Plumb Andrew A, Pendsé Douglas A, McCartney Sara, Punwani Shonit, Halligan Steve, Taylor Stuart A
1 Centre for Medical Imaging, University College London, Podium Level 2, University College Hospital, 235 Euston Rd, London, NW1 2BU, United Kingdom.
AJR Am J Roentgenol. 2014 Oct;203(4):W400-7. doi: 10.2214/AJR.13.12055.
OBJECTIVE: The purpose of this article is to describe the MRI findings associated with lymphoid nodular hyperplasia at MR enterography and test the ability of radiologists to differentiate healthy control subjects from patients with Crohn disease (CD). MATERIALS AND METHODS: Ethical approval was granted for this retrospective study. Thirty-five subjects (nine with lymphoid nodular hyperplasia, 13 with CD, and 13 control subjects) who had undergone MR enterography and ileocolonoscopy were identified from the hospital database. Two abdominal radiologists, working in consensus and blinded to diagnosis, scored enteric MR images for T2 signal, contrast enhancement, mural thickness, and diffusion-weighted imaging (DWI) signal and measured the apparent diffusion coefficient (ADC) in all three groups. Scores were compared using the Kruskal-Wallis test. RESULTS: T2 signal and contrast enhancement were judged subjectively to be greater in patients with lymphoid nodular hyperplasia and CD than control subjects (p < 0.001). Mural thickness was greater for patients with lymphoid nodular hyperplasia (median, 6.0 mm) and CD (median, 7.3 mm) than control subjects (median, 2.3 mm) (p < 0.001). Lymphoid nodular hyperplasia and CD increased subjective DWI signal and reduced ADC in comparison with normal control subjects; median ADC was 1.34 × 10(-3) mm(2)/s for lymphoid nodular hyperplasia, 1.36 × 10(-3) mm(2)/s for CD, and 1.86 × 10(-3) mm(2)/s for control subjects (p < 0.001). None of T2 signal, contrast enhancement, wall thickness, DWI signal, or ADC value significantly differed between lymphoid nodular hyperplasia and CD. Lymphoid nodular hyperplasia was erroneously diagnosed as CD in blinded assessment in four of nine cases (44%), whereas all cases of CD and healthy control subjects were correctly classified. CONCLUSION: Lymphoid nodular hyperplasia alters both subjective and quantitative MRI parameters, including T2 signal, contrast enhancement, mural thickness, and ADC. In a subset of patients, lymphoid nodular hyperplasia may be indistinguishable from CD on MR enterography.

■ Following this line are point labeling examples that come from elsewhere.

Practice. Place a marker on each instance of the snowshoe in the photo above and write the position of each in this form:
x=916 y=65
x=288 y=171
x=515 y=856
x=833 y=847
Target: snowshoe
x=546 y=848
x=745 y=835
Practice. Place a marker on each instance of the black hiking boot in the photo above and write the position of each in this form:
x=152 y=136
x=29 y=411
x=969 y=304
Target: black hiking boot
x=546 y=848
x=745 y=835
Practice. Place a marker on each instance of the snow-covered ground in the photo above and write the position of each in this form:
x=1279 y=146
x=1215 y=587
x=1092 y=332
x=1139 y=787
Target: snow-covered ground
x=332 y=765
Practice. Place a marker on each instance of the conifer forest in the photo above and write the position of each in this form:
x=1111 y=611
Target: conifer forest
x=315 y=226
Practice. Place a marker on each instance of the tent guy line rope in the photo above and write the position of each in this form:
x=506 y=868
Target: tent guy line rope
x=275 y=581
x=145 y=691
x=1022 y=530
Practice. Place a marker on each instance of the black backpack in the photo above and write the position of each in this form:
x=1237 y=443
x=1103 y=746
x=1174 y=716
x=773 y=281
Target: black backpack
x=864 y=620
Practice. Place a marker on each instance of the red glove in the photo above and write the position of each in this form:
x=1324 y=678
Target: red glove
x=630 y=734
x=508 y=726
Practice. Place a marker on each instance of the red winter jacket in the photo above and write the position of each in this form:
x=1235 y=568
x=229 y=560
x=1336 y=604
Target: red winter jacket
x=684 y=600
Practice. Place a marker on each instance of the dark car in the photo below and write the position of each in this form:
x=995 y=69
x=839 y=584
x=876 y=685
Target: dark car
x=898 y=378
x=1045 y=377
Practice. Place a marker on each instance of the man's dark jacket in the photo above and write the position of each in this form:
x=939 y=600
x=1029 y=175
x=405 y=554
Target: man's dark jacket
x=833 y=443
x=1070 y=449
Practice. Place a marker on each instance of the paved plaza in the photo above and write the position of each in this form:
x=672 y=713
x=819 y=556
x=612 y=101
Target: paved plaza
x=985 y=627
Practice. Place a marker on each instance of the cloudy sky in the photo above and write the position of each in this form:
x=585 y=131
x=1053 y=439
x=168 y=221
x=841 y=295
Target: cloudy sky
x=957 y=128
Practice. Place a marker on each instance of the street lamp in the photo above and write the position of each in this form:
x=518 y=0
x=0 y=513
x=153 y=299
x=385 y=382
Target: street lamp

目的:本文旨在描述磁共振小肠造影(MR enterography)中与淋巴样结节增生相关的MRI表现,并测试放射科医生区分健康对照者与克罗恩病(CD)患者的能力。 材料与方法:本回顾性研究获得伦理批准。从医院数据库中识别出35名接受过MR小肠造影和回结肠镜检查的受试者(9名患有淋巴样结节增生,13名患有CD,13名对照者)。两名腹部放射科医生在不知诊断结果的情况下达成共识,对肠道MR图像的T2信号、对比增强、肠壁厚度和扩散加权成像(DWI)信号进行评分,并测量所有三组的表观扩散系数(ADC)。使用Kruskal-Wallis检验比较评分。 结果:主观判断淋巴样结节增生和CD患者的T2信号及对比增强高于对照者(p < 0.001)。淋巴样结节增生患者(中位数为6.0 mm)和CD患者(中位数为7.3 mm)的肠壁厚度大于对照者(中位数为2.3 mm)(p < 0.001)。与正常对照者相比,淋巴样结节增生和CD增加了主观DWI信号并降低了ADC;淋巴样结节增生的中位数ADC为1.34×10⁻³ mm²/s,CD为1.36×10⁻³ mm²/s,对照者为1.86×10⁻³ mm²/s(p < 0.001)。淋巴样结节增生和CD之间的T2信号、对比增强、肠壁厚度、DWI信号或ADC值均无显著差异。在盲法评估中,9例淋巴样结节增生患者中有4例(44%)被错误诊断为CD,而所有CD病例和健康对照者均被正确分类。 结论:淋巴样结节增生会改变主观和定量MRI参数,包括T2信号、对比增强、肠壁厚度和ADC。在一部分患者中,淋巴样结节增生在MR小肠造影上可能与CD难以区分。